In the audacious new feature from Morocco’s Hicham Lasri, a once-famous journalist desperate to make a comeback lands a major interview with the dreaded interior minister of the despotic former regime — but the anger and dissension among her camera crew makes it hard to predict whether they’ll actually be able to get this controversial show in the can.
Contemporary World Cinema
Starve Your Dog
On the last day of Ramadan, a hastily assembled crew of technicians waits in a shabby Morocco television studio for the arrival of an important personality, expecting to film what their director Rita (Latefa Ahrrare) promises will be the interview of their lifetime.
Hours pass, idleness turns to frustration, and they begin to bicker. When the identity of the "Godot" they've been anticipating is finally revealed, their quarreling goes over the top — it's Driss Basri (Jirari Ben Aissa), who was the dreaded Interior Minister during the previous monarch's reign of terror.

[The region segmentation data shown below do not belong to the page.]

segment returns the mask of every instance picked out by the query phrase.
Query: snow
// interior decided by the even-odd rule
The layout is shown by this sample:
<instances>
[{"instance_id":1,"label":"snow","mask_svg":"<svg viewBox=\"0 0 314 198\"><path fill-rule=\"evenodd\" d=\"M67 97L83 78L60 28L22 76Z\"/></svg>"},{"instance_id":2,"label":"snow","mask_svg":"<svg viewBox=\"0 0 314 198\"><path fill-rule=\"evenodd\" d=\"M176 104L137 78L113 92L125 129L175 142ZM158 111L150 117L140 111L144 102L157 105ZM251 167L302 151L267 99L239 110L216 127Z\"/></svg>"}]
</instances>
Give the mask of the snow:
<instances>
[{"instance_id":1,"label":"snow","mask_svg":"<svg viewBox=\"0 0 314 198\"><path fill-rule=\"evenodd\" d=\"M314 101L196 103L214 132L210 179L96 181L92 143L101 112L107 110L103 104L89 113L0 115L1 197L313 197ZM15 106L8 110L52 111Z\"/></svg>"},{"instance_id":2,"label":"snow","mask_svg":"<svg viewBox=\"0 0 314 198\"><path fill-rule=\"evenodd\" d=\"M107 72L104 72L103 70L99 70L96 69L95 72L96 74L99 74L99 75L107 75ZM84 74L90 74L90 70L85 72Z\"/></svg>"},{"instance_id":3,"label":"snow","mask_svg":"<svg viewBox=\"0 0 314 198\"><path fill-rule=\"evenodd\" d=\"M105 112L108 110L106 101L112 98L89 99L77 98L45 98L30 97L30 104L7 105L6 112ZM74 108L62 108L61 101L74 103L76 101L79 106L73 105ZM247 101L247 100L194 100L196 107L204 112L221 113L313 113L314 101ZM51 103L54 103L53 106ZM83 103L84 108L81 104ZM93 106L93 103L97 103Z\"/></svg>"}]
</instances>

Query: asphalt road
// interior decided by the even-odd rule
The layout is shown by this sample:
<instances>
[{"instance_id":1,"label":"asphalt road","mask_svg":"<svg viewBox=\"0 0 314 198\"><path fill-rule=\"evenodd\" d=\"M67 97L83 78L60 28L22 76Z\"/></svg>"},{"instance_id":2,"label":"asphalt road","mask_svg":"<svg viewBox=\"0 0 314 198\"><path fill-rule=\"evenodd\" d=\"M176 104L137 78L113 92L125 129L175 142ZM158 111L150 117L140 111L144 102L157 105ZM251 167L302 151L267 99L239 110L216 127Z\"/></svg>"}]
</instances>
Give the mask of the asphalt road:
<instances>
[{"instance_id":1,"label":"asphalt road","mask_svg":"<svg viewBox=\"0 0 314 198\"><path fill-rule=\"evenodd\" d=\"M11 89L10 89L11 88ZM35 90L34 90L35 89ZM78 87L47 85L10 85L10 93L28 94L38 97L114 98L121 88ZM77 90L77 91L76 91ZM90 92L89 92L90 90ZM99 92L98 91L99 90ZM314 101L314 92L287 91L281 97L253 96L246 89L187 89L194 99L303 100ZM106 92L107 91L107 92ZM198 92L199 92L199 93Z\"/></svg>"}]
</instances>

Basri has decided to come out of isolation and disclose the monarchy's dark secrets exclusively to Rita, a once-groundbreaking journalist who is desperate to make her comeback. Now she finds her big break suddenly compromised — her guest is confessing his horrific deeds, but the crew has become so fractious it's doubtful they'll manage to get this show in the can.
The chaotic, freewheeling second chapter in Hicham Lasri's irreverent and prodigious dog-themed trilogy (after They Are the Dogs), Starve Your Dog shines a bright light onto the shadows of Morocco's recent past. While the incident is imagined, most of the characters are inspired by actual people, and Lasri brazenly gives them the same names as their real-life counterparts. Tightly written, superbly shot, and seamlessly edited, Starve Your Dog is a very low-budget, politically charged labour of love. If Arab cinema had a punk movement, then Hicham Lasri would be its Johnny Rotten.